Open source isn't Redhat, Novell, or HP. They're part of the community, but not the majority. Open source is development teams that make products. Apache, wikipedia, and others are products, not companies.
Open source appears to go against capitalistic economic theory, but only until you look closely. It's main developers are not it's vendors. It's very customer -centric in its emphasis, rather then vendor-centric. (Cue Doc Searls here.)
Companies go on the stock market to distribute cost and risk with the motivation of sharing in the reward. Non-open source software developers must pay for development first and then start making a profit. The stock will be worth nothing if the company fails. Stocks allow many people to share in the cost and risk with the hope of a reward.
FOSS distributes the cost and risk of development among many developers because each share sin the development and no one puts in too much. The pay-back is working software that is high quality and well suited to it's user's needs--because some of them wrote it. FOSS developers float their source code on the market for others to share.
Amazon, Gogle, Merrill Lynch, and Pixar are all companies that give away software and still make profits. They do so without giving away their critical innovations.
Most companies don't sell software--they sell books, wine, services, and so on. But all of these companies still need software. Software isn't a top-line product for most companies, it's a cost of doing business. Most of the software that companies need is non-differentiating. They can give this away and it doesn't make any difference in how customers perceive the company. Giving your competitor software makes them your partner--in that non-differentiating area. Bruce guesses that about 95% of the software in any company is non-differentiating.
Companies should naturally try to remove as much of their budget from non-differentiating software and move it to the innovative software in their business that differentiates them. Of course, that means that you have to find a way to get the other 95% of your software as cheaply as possible: enter FOSS.
Bruce points to HP and IBM. HP had plans at on time to spend $1 billion rewriting HPUX. Maybe they still are. IBM, on the other hand, decided that AIX wasn't a long term differentiator.
How do you find differentiating software? If yur competitors can get it, it's not differentiating. So, neither Microsoft not FOSS is differentiating. For software to being differentiating, you have to control it. So, your employees or consultants (as long as you control it) have to create it for it to be differentiating.
Business differentiating innovation has high value to a company. Non-differentiating innovation improves some internal aspect of the business, but doesn't make a difference to the customer.
Sharing non-differentiating innovation between companies has a low transaction cost. Open source has always trumped consortia (think X.org vs. X Consortium, Linux vs. Taligent, and GNOME vs. CDE). Open source structures put product first. Consortia put vendors first and they work to the detriment of the product.
People with similar (crazy) ideas can form on the 'Net and create real product with no capitalization except the sweat of their brow.
Open source is a massively parallel drunkard's walk filtered by a Darwinistic process.

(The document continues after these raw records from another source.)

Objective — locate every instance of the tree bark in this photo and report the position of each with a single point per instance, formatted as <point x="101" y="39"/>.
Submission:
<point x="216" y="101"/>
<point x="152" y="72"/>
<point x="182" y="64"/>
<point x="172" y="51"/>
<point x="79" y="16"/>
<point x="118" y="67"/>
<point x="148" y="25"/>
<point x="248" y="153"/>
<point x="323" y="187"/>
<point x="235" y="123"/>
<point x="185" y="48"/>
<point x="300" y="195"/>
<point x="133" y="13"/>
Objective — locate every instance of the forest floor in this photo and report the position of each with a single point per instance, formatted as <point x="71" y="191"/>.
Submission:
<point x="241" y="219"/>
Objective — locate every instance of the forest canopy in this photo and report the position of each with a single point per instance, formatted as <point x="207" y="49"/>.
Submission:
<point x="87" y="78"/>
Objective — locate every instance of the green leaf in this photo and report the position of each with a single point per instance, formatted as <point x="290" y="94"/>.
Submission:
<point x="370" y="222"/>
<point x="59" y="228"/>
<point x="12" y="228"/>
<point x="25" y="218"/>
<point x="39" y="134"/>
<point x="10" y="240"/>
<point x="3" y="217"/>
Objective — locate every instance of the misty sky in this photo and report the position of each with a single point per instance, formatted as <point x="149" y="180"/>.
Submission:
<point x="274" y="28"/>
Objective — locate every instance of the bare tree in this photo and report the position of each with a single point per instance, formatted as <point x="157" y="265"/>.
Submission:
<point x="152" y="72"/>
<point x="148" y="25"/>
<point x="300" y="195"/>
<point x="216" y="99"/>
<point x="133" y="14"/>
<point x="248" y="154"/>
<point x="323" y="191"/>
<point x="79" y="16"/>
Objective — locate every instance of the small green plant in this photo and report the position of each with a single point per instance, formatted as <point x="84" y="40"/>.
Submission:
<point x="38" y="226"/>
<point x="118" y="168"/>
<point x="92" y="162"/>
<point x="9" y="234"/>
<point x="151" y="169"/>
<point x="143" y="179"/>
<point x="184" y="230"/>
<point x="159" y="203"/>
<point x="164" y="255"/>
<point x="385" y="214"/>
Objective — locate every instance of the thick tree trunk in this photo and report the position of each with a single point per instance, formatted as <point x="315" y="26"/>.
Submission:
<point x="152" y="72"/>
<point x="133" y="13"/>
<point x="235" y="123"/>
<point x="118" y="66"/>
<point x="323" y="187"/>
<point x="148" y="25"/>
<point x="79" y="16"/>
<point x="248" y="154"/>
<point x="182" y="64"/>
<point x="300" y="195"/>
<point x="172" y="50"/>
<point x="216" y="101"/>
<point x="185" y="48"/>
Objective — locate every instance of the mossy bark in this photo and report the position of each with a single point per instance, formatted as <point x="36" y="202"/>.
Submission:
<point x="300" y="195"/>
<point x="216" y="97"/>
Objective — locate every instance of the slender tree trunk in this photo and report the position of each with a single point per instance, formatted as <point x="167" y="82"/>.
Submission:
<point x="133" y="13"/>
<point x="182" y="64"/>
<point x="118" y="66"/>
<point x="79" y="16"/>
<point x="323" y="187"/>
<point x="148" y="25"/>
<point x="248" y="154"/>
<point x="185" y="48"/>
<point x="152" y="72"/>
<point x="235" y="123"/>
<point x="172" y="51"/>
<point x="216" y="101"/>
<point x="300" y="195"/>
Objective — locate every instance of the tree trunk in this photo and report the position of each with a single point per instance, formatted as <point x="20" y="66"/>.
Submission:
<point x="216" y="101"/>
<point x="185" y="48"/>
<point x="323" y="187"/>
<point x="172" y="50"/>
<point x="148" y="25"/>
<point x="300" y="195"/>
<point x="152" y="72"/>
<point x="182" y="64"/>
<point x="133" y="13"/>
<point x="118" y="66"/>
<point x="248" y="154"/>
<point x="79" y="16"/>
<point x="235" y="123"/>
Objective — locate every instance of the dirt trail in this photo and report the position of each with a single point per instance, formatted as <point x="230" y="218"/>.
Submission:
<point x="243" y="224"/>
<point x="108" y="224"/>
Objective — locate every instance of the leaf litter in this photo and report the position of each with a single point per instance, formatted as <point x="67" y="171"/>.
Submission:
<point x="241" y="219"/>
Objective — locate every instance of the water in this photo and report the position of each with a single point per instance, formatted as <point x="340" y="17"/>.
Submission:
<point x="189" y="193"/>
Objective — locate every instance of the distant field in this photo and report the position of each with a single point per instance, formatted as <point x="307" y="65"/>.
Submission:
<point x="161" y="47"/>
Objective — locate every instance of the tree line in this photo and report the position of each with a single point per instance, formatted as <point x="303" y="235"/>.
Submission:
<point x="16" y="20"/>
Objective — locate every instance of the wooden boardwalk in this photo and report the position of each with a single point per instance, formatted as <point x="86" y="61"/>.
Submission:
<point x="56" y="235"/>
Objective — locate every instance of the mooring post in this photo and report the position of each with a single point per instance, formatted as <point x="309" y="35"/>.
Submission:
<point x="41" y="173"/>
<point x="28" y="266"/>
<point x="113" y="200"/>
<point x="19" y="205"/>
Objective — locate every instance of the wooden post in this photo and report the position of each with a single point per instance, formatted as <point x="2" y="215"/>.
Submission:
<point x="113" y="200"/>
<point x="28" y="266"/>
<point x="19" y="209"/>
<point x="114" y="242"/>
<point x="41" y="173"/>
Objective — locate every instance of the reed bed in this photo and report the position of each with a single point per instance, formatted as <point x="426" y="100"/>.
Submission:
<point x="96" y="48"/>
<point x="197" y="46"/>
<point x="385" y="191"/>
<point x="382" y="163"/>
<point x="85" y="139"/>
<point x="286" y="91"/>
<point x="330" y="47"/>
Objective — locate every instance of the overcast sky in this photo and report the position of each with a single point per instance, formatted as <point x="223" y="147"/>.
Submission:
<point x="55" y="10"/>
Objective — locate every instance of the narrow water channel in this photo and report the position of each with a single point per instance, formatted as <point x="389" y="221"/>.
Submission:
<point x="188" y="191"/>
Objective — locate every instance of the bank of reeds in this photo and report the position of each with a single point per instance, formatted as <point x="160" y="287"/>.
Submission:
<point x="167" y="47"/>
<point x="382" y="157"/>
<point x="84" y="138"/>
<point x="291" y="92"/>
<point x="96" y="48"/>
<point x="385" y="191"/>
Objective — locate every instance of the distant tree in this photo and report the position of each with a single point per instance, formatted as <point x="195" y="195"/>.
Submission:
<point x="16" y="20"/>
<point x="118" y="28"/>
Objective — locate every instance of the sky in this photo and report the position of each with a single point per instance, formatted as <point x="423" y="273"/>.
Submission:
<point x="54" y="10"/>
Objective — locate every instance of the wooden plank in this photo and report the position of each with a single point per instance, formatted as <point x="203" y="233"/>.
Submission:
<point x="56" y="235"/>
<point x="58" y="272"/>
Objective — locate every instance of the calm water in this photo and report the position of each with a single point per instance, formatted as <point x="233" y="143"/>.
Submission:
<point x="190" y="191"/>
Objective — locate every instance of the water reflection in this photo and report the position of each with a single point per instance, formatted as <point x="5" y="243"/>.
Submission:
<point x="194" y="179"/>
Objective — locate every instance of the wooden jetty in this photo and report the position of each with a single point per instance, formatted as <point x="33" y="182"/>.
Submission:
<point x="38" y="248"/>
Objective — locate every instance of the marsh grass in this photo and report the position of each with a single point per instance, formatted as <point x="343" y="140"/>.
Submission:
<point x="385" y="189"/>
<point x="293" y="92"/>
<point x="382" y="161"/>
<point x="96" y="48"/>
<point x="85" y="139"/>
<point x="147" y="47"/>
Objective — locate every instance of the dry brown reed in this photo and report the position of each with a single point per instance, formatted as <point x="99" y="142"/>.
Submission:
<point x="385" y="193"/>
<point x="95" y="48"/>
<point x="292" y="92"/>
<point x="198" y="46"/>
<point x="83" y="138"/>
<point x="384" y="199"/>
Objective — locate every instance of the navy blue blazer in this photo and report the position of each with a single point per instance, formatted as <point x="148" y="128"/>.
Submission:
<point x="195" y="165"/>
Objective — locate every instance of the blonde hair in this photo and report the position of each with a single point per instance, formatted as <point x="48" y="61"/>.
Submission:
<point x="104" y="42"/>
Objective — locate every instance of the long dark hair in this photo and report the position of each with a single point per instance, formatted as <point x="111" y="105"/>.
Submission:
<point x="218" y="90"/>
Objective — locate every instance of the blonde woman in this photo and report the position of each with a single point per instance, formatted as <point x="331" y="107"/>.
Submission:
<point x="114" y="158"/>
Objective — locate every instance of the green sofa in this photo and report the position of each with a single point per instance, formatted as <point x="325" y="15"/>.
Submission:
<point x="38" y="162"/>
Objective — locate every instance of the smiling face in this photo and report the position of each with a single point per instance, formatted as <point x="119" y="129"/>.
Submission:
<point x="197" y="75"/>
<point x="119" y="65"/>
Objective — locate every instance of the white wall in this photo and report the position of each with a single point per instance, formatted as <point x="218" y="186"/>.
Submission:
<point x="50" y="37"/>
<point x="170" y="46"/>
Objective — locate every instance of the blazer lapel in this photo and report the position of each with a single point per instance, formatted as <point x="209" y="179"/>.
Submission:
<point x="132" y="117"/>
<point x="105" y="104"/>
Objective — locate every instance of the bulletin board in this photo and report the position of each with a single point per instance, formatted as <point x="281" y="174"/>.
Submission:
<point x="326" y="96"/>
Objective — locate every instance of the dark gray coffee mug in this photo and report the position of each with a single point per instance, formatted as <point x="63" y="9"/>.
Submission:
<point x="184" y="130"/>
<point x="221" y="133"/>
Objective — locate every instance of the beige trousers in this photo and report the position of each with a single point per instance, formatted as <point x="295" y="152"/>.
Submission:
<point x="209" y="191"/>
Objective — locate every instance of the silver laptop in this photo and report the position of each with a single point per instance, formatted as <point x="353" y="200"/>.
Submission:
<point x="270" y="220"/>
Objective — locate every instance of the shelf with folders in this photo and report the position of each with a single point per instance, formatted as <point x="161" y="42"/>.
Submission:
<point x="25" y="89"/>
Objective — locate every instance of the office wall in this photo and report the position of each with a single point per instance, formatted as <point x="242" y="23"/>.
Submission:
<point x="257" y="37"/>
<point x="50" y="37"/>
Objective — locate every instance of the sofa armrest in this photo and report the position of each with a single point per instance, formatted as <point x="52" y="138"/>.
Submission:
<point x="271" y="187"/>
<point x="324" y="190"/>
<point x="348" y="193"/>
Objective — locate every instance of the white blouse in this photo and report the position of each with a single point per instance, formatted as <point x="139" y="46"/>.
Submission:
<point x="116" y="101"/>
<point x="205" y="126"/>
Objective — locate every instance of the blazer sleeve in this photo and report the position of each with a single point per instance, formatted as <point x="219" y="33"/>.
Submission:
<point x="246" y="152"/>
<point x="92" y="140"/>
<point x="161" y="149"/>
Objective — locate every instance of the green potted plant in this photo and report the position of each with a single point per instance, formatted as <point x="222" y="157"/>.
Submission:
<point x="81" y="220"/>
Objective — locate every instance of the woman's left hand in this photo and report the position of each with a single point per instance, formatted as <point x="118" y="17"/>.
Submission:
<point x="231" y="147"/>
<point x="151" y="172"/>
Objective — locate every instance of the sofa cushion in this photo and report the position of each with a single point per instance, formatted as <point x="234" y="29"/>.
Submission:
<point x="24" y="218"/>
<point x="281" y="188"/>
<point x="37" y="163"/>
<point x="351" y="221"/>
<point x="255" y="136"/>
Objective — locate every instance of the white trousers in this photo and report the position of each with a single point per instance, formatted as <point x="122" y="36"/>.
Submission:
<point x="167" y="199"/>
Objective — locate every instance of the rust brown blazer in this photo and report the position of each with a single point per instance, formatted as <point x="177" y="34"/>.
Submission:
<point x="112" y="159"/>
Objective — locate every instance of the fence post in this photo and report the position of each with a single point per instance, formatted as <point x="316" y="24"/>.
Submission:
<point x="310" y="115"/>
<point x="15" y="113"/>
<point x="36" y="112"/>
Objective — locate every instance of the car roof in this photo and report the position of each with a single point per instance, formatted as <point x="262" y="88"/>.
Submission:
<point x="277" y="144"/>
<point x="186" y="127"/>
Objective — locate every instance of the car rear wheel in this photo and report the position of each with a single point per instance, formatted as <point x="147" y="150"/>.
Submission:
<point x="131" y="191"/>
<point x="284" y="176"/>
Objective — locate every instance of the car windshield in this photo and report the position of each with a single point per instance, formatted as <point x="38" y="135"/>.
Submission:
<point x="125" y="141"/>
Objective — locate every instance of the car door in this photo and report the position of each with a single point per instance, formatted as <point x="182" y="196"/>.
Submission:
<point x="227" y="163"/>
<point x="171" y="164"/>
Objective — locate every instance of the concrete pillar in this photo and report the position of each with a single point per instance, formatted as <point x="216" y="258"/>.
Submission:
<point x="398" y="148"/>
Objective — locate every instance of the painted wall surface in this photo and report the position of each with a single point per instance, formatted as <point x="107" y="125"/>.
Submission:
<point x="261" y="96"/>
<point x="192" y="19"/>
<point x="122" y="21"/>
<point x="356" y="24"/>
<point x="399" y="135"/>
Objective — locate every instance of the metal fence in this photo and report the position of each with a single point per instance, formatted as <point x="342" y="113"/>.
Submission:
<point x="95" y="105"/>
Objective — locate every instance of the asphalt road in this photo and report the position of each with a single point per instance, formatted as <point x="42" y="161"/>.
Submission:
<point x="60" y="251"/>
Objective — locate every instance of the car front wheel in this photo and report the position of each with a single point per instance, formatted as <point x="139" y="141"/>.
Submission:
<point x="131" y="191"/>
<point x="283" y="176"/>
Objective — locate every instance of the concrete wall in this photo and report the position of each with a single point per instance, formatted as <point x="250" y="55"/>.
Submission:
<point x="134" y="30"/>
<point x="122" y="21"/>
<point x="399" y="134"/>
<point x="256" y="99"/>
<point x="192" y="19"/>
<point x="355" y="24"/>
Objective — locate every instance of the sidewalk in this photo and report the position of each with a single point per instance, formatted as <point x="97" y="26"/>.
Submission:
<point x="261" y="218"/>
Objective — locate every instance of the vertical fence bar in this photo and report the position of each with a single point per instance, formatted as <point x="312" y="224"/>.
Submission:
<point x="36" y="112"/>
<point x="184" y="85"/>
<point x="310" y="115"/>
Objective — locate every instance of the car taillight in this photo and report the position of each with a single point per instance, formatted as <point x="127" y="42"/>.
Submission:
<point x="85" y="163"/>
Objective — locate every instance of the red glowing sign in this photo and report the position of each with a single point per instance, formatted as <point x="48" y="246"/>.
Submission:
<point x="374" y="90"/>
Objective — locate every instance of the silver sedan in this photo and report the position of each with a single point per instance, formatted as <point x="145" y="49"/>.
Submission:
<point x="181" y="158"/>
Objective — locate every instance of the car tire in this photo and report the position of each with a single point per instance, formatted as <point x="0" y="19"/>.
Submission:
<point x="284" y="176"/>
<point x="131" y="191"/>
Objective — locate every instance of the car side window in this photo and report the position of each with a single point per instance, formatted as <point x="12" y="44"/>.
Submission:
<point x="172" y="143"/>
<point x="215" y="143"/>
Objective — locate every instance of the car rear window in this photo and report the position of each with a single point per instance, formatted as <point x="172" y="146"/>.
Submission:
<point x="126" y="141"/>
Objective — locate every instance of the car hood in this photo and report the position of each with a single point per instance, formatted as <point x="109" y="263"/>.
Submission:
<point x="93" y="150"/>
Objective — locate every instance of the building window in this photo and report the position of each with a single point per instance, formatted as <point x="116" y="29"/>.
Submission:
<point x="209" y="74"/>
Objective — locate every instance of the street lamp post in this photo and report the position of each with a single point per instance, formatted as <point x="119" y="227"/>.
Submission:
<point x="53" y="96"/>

The result is that 10,000 people all do what they feel like and the result is Linux or Apache. Open source isn't like a company, it's like an ecosystem. Projects start with one person's idea, but they don't become open source until they're at least a little useful to someone else. Lots of projects die before they reach critical mass. They don't waste much resource.
Strategic marketing, on the other hand depends on someone predicting the future. Being smart isn't good enough--you have to be prescient.
When an open source project dies, someone else can take over--anyone has the right. This strongly protects companies that use FOSS from having the software become useless. Source code escrow doesn't work: judges frequently nullify them.
Should FOSS be allowed to displace proprietary software? Should refrigerators have been allowed to displace the large ice industry at the turn of the century? FOSS should be allowed to displace proprietary software when there are clear advantages. Of course, that's a political statement.
If you can take FOSS into a business, take the low-hanging fruit rather than attacking Microsoft on the desktop. FOSS is being used in almost every business and become a mission critical function--often without the business executives being aware of it.